Novartis looks to growth

Novartis AG , the giant Swiss drug maker, made waves in the pharmaceutical industry three years ago when it relocated its global research headquarters to Cambridge's old Necco building -- immediately becoming one of the area's largest biotech employers and an icon of Cambridge's transformation from an industrial city to a research capital. Novartis chief executive Daniel Vasella spoke with Globe reporter Stephen Heuser on a recent visit to Boston.

Q: When you moved your research headquarters, you put it thousands of miles away from your Swiss head office, in a former candy factory, run by a person who'd never worked in the drug business [Mark Fishman , a Massachusetts General Hospital cardiologist]. What were you thinking?

A: I'm an optimist. [Laughs.] First we did an analysis about where we wanted to expand, and we came to the conclusion that the single most important factor was access to talent. Secondly, I really wanted to have somebody who would bring in the new know-how in biology and genetics, and the best way to bring somebody in was to take someone from academia. I think we found someone like that. It was a rational decision.

Q: How's it working out?

A: After this relatively short period of time, very well -- judging by the quality of the researchers we have, the climate that has been established, and the new programs that have been started. What I cannot say yet is the number of new drugs that will come out of it. It takes 10 to 15 years from when you have a drug to get it to the [market]. We have candidates, but they are not yet really ripe.

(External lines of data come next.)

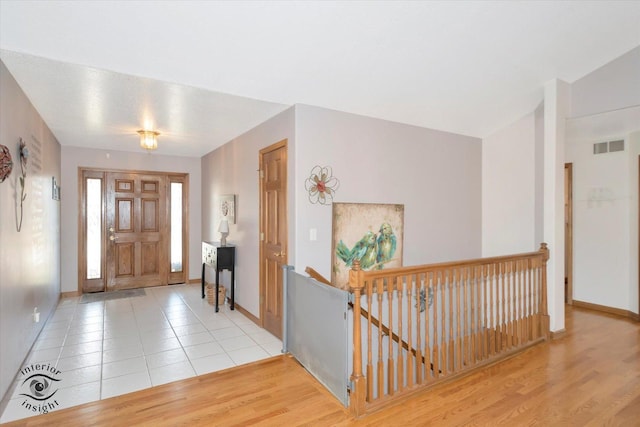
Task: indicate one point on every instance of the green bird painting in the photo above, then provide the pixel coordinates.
(386, 243)
(365, 250)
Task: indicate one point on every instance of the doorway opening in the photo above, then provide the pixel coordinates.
(133, 229)
(568, 233)
(273, 234)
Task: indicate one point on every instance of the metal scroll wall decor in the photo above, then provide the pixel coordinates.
(24, 155)
(6, 163)
(321, 185)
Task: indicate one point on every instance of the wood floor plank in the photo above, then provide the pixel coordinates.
(590, 376)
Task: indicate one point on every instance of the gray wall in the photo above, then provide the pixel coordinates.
(75, 157)
(376, 161)
(436, 176)
(233, 169)
(611, 87)
(30, 259)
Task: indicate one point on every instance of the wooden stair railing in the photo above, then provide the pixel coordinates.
(475, 313)
(364, 313)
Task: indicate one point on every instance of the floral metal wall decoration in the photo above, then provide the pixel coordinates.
(6, 163)
(321, 185)
(24, 155)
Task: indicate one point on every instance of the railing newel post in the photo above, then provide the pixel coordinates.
(358, 394)
(544, 326)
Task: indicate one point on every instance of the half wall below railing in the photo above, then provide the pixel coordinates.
(429, 323)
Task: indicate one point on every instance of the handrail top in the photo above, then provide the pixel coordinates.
(373, 274)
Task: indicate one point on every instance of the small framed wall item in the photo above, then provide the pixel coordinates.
(228, 207)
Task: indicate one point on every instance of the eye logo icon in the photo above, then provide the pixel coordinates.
(40, 387)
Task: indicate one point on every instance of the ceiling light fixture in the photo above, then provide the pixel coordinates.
(148, 139)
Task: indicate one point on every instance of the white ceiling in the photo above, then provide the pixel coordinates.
(203, 72)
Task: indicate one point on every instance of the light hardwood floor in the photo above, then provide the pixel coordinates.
(589, 377)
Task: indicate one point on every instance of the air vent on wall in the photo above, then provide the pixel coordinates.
(608, 146)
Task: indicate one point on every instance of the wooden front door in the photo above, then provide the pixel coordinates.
(273, 234)
(136, 219)
(133, 229)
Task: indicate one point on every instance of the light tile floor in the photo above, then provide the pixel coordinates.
(105, 349)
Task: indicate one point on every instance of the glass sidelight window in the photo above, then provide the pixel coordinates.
(94, 227)
(176, 226)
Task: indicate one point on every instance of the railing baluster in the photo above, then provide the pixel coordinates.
(409, 288)
(444, 366)
(391, 362)
(509, 282)
(419, 357)
(380, 291)
(451, 344)
(457, 278)
(436, 346)
(428, 370)
(399, 290)
(370, 377)
(466, 331)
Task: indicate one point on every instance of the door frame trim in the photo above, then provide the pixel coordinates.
(261, 267)
(568, 244)
(81, 255)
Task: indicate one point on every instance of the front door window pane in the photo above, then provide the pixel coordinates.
(94, 228)
(176, 226)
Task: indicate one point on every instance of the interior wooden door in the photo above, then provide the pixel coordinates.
(273, 248)
(136, 220)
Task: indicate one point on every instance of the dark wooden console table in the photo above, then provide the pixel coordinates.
(219, 258)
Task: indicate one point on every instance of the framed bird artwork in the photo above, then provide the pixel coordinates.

Q: What are your plans for the Cambridge site? How do you see this evolving?

A: We have a little over 1,200 scientists and lab workers and administrative people -- this is a relatively important operation and it's the headquarters for research worldwide. Are we going to continue to expand? Yes we will, but not at the pace we're growing now. There will be some selective expansion.

Q: Which areas?

A: Certainly biologics is an important playing field where we want to be come stronger. We have also made some alliances, for RNAi and monoclonal antibodies.

Q: How do the powerful scientists in Switzerland like taking their orders from Cambridge?

A: It was a real challenge in the beginning, when people had a feeling that suddenly they weren't the center of the world anymore. And to find out that change isn't for the worse, but sometimes can be for the better -- that took a little bit of time. But it's a non issue today.

Q: As an international drug company, you run drug trials that affect people's lives all over the world. How do you minimize abuse of the system?

A: When you have a hundred thousand employees, you don't know everybody. There are people who would not steal even if a purse falls in front of them and they see the $100 bill sticking out of it. And you have other people, who if they saw there was probably a purse in your pocket, they would come by and try to steal it.

But in between, you have normal people. And normal people react to their social environment and to the culture you set up, and that means you have to set rules that are clear -- where people know what behavior is expected, what the boundaries are.

Q: Have you seen ``The Constant Gardener," where a drug company assassinates people who look too closely into its clinical trials?

A: I don't know if you read the book, but the company is a Basel company, and I was quite upset. There are two large companies [Novartis and Roche], and I don't think either one would ever practice something like that. So I asked to contact the author and I invited him to come and discuss his concerns, and to look and we would show him whatever he would like to see -- and he refused to even talk to us. When I saw the movie afterward, I wasn't really persuaded. It was too unrealistic for me.